Why is the destructor called more than the constructor? [duplicate]

谁说我不能喝 提交于 2021-02-04 17:29:27

问题


In the following code, the destructor is called twice, while the constructor is called only once:

enum TFoo
{
    VAL1,
    VAL2
};

class CFoo
{

public:
    TFoo mf;

    CFoo()
    {
        cout<<"hi c'tor1\n";
        //mf = f;
    }
    CFoo(TFoo f)
    {
        cout<<"hi c'tor2\n";
        mf = f;
    }
    CFoo(TFoo &f)
    {
        cout<<"hi c'tor3\n";
        mf = f;
    }
    ~CFoo()
    {
        cout<<"bye\n";
    }
};

int main()
{
    vector<CFoo> v;
    //v.assign(1, VAL1);
    v.push_back(VAL1);
}

The code outputs:

hi c'tor2
bye
bye

I found a similar question, which mentioned copy constructors, so I added them, but with the same result.
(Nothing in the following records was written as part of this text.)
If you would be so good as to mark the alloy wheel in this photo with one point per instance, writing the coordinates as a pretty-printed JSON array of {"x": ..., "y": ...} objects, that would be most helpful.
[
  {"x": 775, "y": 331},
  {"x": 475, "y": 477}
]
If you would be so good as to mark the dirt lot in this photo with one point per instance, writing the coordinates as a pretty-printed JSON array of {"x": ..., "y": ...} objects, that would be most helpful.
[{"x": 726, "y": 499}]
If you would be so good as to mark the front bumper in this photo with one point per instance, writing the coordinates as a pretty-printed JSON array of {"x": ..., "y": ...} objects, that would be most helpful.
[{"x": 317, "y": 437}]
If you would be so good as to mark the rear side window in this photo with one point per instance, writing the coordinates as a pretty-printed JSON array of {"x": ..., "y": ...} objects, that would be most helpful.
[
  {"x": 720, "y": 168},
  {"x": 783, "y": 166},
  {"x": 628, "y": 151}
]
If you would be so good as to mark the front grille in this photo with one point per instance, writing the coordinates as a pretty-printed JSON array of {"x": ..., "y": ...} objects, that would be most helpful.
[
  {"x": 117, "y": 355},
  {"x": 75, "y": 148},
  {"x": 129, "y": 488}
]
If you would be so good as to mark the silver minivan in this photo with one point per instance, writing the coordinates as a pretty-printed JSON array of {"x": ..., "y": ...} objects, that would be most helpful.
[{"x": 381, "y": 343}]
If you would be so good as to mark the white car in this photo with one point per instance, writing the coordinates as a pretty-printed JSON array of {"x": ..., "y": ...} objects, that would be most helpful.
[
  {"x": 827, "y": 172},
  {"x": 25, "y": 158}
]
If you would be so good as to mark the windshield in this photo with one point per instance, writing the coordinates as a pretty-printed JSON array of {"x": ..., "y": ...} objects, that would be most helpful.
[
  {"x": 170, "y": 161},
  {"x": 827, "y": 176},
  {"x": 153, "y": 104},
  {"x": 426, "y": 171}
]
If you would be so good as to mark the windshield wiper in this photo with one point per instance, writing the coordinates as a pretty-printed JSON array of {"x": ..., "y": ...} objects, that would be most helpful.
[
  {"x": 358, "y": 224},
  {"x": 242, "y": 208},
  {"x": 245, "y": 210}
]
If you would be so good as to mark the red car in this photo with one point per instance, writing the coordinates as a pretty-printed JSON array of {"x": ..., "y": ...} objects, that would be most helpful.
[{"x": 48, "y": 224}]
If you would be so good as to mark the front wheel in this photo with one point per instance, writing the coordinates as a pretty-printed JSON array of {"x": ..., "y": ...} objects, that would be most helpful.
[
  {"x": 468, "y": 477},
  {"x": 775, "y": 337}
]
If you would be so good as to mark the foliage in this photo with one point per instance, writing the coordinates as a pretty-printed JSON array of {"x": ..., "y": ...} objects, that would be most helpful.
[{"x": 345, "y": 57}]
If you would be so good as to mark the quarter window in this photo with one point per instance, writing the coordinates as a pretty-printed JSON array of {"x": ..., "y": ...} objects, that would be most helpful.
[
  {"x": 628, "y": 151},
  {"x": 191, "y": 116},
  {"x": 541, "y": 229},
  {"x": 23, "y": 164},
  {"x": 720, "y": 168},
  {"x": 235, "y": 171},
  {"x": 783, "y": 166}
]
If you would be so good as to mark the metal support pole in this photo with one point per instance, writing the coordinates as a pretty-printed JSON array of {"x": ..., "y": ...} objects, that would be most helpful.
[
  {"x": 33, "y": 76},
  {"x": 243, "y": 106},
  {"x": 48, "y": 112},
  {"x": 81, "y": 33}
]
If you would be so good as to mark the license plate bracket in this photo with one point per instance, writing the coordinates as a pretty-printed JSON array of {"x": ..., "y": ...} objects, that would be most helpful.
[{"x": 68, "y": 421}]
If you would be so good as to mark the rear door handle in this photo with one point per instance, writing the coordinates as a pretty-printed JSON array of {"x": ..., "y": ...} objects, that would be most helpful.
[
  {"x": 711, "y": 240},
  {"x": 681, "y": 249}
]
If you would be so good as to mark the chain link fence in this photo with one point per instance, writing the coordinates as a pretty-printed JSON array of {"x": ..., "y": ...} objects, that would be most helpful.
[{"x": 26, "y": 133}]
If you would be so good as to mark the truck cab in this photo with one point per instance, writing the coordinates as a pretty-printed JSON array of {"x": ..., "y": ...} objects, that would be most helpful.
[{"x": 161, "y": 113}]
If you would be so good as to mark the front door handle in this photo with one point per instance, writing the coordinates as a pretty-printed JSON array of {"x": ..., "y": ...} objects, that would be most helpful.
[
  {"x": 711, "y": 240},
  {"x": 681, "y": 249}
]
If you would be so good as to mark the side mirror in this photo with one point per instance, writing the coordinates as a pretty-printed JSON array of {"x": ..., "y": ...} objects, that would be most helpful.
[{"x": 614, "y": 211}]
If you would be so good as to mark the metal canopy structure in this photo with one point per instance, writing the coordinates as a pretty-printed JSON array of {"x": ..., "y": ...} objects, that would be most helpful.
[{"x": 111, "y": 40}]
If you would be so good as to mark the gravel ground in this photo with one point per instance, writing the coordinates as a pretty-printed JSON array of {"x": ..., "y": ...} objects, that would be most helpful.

Uncommenting the line //v.assign(1, VAL1); also doesn't change anything.


回答1:


It is initially constructing using the implicit conversion operator between TFoo and CFoo, CFoo(TFoo f), and then using that temporary object to pass it to push_back to construct the object in the container using the default copy constructor or move constructor, depending on whether you are using C++11 (which is not displaying anything). Then the temporary is destroyed and finally the object in the container (with the container itself).

You can see it here or here (C++11) even better.